Some of this has to do with the patina of history that has grown over Captain EO in the intervening quarter-century, and our own sad awareness of ourselves. This quality that nearly all films over a generation old, no matter how dire, eventually accrue is something too relatively new to have an actual critical term yet. The 20th Century was the first in history to be recorded from its first day to its last, including its unconscious anxieties and cultural fantasies. Both the material and the immaterial of an entire hundred years of history has been preserved. We now enjoy apparent banalities of the past with renewed fascination, like the workers at the Lumiere factory leaving the gate who fascinate not because they move but because they record the people and places of 1895. As the "time machine" effect of film continues to make itself known through history, we will develop ways to discuss this "magic window" effect in detail, but even relatively recent vintages such as EO possess charms that were not apparent to audiences when they were new.

Captain EO records 1986 extremely accurately as a cultural moment without ever having to show us the Challenger disintegrating, Ronald Regan and Iran-Contra, without ever mentioning Top Gun, Crocodile Dundee and Ferris Beuller's Day Off, and without ever showing us a leg warmer or a Madonna cassette. Because of this, as our own contemporary life has changed, the meaning of EO has changed with it. We now know that the puppet sidekicks of EO is the creative direction Lucas would pursue, eventually bringing us to the Star Wars prequels and defacing the reputation of his great creation. We know that Coppola's amazing accomplishments in the 70s would continue to haunt his declining influence and we know that ILM and Hollywood would shortly abandon the look and feel of these special effects and miniatures in favor of hollow-looking CGI. Depicting Jackson at the height of his success and power, Captain EO has the ability to rewrite history, allowing him to save the planet and sail off into the universe in a trail of rainbow light instead of succumbing to his personal demons and living the rest of his life as a tabloid mystery locked away in his own private Disneyland. Only through a creation like Captain EO can Jackson receive the "happy ending" such a sad life desperately needed. As a popular culture icon in a pop culture creation, Jackson's exit in EO is the way we can remember him for posterity. Here cracks a noble heart.

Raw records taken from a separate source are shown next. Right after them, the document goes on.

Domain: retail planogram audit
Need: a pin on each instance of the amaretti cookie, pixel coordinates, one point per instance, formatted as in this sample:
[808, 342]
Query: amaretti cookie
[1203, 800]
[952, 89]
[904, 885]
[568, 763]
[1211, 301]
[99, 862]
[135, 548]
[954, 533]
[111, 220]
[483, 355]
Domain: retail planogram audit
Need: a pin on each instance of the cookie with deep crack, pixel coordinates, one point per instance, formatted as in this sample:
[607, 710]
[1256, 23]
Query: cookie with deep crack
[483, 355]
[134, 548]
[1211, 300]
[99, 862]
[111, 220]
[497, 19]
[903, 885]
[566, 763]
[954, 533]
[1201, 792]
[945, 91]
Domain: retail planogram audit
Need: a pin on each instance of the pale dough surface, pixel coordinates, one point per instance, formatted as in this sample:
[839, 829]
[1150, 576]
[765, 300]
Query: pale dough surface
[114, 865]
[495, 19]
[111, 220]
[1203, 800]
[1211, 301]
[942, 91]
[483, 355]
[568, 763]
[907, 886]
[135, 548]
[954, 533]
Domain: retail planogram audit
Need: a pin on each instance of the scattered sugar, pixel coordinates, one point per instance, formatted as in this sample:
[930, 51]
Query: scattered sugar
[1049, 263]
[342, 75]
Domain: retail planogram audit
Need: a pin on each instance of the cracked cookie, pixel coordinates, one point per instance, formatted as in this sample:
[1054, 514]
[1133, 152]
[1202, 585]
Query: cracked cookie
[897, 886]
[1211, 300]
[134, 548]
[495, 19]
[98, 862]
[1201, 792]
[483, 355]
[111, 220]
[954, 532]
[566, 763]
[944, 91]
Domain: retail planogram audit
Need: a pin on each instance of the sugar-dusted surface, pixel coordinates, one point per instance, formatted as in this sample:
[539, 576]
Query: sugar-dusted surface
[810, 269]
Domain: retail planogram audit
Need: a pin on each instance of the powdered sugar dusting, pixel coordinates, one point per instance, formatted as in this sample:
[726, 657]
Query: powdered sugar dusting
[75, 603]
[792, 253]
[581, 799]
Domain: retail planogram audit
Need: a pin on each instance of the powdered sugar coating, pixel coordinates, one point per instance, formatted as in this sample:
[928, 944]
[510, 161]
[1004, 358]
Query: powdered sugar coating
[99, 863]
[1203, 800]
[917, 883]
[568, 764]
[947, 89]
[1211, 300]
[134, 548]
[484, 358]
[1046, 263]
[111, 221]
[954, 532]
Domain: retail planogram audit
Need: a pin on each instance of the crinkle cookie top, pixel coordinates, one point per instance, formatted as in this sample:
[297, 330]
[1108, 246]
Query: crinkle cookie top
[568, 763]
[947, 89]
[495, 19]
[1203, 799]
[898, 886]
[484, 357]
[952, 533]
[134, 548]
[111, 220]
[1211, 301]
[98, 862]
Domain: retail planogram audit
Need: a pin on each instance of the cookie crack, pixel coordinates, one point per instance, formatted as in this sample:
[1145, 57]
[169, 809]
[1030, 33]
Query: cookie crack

That's the queer power the film now has. Generally it's considered poor form to discuss any film in what David Bordwell has called the "Zeitgeist genre of criticism" on the grounds that we elevate the era instead of the art object, but we should remember that this is now a major attraction of classic films - a window into the past to what seems a simpler era. Ben Franklin reminds us that the "golden age never was the present age", but you can't change human nature. As long as time marches on there will be people and art objects to commemorate its dwindling passage. It applies to Casablanca, and also to lesser films like Captain EO.

And even if that doesn't make it a good film or excuse its many failings, it does add to its unique, one-off flavor. Whether you love or hate the film, you have to admit that the mold it popped out of is now broken. They literally do not make them them like this anymore. I believe by by nature of its origin, creation, and execution, Captain EO is both culturally and aesthetically significant, and that once it ends its run inside the theme parks I hope that it becomes available on video for posterity if nothing else. EO seems to reside in that weird limbo area that Hunter Thompson called "one of God's own prototypes - some kind of high powered mutant never even considered for mass production."

It's a disaster of a movie. And every last, blessed frame of it is a vast, bizarre delight. I love it.